Fenton is a brother of UNC’s chapter of the environmental honors fraternity, Epsilon Eta. He and his brothers wrote a letter to the Chapel Hill Town Council and the Carrboro Board of Alderman. They proposed a “bag tax” – a charge customers will pay per plastic or paper bag at grocery stores.

He hopes the tax will raise awareness of waste management.

“It’s all about reducing waste,” says Fenton, “Paper and plastic bags are a large source of waste in our community.”

Fenton says the tax could motivate consumers to carry reusable grocery bags with them to the store. He says the switch to environmentally friendly bags is easy and painless.

“It’s so small that if someone does really want to use paper and plastic every time they go to the store, the cost is 5 cents per bag,” Fenton says, “You’re not going to lose your house.”

That’s part of what the fraternity proposed to the Chapel Hill and Carrboro Town Councils – a 5 cent tax, to act as a reminder for customers to consider other options.

Fenton says customers who choose to pay for paper and plastic will spend an average of an additional three dollars per month.

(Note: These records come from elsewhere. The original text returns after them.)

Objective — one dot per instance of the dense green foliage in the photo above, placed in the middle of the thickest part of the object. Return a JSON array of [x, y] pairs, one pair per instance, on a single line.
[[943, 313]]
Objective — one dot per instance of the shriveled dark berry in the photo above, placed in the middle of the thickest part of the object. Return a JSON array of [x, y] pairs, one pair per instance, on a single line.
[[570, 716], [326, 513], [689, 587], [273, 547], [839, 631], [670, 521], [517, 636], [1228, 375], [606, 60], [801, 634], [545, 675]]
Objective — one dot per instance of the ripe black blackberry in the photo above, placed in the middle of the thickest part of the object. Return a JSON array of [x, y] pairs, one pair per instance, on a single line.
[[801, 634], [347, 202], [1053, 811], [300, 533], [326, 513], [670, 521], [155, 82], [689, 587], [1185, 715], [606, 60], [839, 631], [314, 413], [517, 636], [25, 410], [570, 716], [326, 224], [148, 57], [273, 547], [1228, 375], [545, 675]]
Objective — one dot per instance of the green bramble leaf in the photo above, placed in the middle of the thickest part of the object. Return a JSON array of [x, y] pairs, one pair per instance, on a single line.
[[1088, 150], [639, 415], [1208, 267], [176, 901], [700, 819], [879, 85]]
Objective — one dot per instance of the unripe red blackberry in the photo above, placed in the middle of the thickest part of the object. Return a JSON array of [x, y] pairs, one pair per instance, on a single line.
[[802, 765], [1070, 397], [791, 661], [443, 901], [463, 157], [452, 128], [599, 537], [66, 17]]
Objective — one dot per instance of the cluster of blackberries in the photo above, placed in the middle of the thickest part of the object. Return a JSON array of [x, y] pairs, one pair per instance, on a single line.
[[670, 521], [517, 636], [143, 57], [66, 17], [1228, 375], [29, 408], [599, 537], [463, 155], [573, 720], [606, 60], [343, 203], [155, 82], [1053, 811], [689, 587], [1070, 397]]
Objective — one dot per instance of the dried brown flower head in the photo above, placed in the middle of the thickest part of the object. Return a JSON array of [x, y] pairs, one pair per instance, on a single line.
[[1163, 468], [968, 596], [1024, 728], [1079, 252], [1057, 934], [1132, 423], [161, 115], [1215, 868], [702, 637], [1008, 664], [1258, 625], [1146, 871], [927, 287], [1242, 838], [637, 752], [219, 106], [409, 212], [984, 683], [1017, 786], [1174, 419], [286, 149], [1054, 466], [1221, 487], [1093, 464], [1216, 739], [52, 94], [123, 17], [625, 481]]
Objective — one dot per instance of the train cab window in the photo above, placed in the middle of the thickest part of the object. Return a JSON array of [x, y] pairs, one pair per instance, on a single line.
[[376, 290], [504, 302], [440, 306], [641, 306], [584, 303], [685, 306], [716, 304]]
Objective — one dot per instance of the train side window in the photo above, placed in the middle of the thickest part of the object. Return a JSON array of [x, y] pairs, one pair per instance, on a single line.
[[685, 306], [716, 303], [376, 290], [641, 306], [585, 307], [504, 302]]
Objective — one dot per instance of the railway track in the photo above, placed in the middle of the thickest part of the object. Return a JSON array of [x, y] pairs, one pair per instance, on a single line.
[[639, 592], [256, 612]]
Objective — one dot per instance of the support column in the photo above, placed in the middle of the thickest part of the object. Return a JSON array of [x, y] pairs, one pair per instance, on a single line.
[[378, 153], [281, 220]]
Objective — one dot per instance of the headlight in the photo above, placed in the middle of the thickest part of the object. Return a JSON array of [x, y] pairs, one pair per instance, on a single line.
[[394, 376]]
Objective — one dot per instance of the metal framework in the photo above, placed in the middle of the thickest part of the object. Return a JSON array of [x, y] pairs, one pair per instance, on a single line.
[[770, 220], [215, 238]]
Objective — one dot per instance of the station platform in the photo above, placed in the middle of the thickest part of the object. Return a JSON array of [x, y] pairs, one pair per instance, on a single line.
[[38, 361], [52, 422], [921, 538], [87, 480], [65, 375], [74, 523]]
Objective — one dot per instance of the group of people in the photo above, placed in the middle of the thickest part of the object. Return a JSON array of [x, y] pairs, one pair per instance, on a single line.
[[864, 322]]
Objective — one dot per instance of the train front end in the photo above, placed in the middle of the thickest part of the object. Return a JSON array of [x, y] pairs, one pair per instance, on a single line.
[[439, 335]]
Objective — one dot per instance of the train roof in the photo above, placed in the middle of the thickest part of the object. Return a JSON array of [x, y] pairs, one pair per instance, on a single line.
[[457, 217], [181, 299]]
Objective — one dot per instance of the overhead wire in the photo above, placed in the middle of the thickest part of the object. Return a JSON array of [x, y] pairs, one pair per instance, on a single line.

He says purchasing a reusable bag will end up saving customers money in the long run.

The fraternity proposed part of the tax to go back to the business as profit, and the rest of it for the town to use any way they choose.

“It’s kind of a win-win for everyone involved, which I think is a really important part of the tax,” Fenton says, “It doesn’t make sense without that tax structure.”

Fenton and his fraternity hope to meet with both town councils at the beginning of 2014.